4. Although it is difficult, to reflect

It is very convenient for impulsive people to carry out a reflection process with the aim of anticipate the consequences of their behavior both in the short and long term. It is important that they stop, and during that pause they can carry out an introspection exercise and reflect to reduce the automatic responses that they are used to giving.

5. In extreme cases, go to psychotherapy

If the problem refuses to disappear and/or has a psychopathological cause, it is important to seek professional help as soon as possible.

How to be in control of what I do without assertiveness problems?

As we have seen, the chains that bind us to short-termism and to reproducing behaviors that harm us over and over again more than what benefits us can arise from the fear of saying no, from the lack of assertiveness in relationships personal. In the face of this type of complications, keep these tips in mind to have control over your life:

1. Set clear boundaries from the start

Yeah shows from a good start what are the "rules of the game" When dealing with you, if someone steps over those lines, it's up to him or her to justify why they did so.

  • Related article: "Basic communication skills"

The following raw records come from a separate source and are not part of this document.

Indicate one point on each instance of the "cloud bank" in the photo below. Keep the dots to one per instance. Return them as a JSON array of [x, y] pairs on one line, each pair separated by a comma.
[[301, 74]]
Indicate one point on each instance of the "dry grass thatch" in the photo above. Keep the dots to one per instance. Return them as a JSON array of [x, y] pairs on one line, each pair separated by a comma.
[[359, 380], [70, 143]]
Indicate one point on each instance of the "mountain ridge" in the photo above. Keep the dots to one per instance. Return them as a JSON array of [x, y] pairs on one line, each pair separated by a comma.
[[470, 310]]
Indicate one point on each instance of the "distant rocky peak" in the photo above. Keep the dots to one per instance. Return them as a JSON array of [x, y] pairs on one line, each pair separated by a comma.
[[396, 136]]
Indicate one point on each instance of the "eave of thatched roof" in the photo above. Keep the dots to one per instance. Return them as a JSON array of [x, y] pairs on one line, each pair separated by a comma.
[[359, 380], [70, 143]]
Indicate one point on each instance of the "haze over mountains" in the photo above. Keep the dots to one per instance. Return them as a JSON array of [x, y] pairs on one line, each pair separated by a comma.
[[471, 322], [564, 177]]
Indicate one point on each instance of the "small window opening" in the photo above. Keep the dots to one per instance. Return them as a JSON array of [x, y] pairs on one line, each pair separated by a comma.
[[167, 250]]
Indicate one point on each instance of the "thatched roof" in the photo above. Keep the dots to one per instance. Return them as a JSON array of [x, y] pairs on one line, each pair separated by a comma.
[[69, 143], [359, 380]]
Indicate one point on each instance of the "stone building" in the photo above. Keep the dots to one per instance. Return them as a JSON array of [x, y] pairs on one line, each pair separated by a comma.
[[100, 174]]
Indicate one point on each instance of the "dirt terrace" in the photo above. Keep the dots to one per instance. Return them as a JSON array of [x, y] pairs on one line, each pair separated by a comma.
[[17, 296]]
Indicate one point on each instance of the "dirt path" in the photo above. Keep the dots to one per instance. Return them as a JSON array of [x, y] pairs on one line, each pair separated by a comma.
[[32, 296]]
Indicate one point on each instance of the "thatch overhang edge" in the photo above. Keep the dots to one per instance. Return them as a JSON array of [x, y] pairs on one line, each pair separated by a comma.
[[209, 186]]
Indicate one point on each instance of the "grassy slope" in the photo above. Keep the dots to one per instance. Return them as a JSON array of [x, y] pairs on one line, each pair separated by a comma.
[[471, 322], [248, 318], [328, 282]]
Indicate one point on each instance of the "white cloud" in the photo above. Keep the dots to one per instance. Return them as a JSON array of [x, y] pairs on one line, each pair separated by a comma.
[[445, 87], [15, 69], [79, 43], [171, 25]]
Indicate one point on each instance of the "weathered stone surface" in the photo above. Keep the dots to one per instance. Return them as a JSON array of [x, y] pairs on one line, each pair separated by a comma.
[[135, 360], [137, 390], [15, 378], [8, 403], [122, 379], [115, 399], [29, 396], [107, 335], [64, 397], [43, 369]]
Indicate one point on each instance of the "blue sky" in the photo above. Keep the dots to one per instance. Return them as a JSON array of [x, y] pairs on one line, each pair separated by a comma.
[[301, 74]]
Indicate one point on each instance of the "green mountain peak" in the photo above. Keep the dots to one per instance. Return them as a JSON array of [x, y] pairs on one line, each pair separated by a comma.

2. Practice self-care routines

If you get used to taking care of yourself physically and mentally, you will get out of the dynamic of constant self-sacrifices to earn the approval of others, since you will begin to value more the way in which you treat yourself.

3. Criticize behaviors you don't like, without focusing on the person

Since at first it will be difficult for you to make an open defense of your rights and priorities, do not complicate yourself unnecessarily: when expressing your discontent with something, do not set yourself the goal of criticizing a person, but to their behaviors that you did not like.

4. Don't assume you owe everyone something

Internalizing the idea that there are no bikes to strive for to fit in with the desires and expectations of others is necessary to gain control over your life.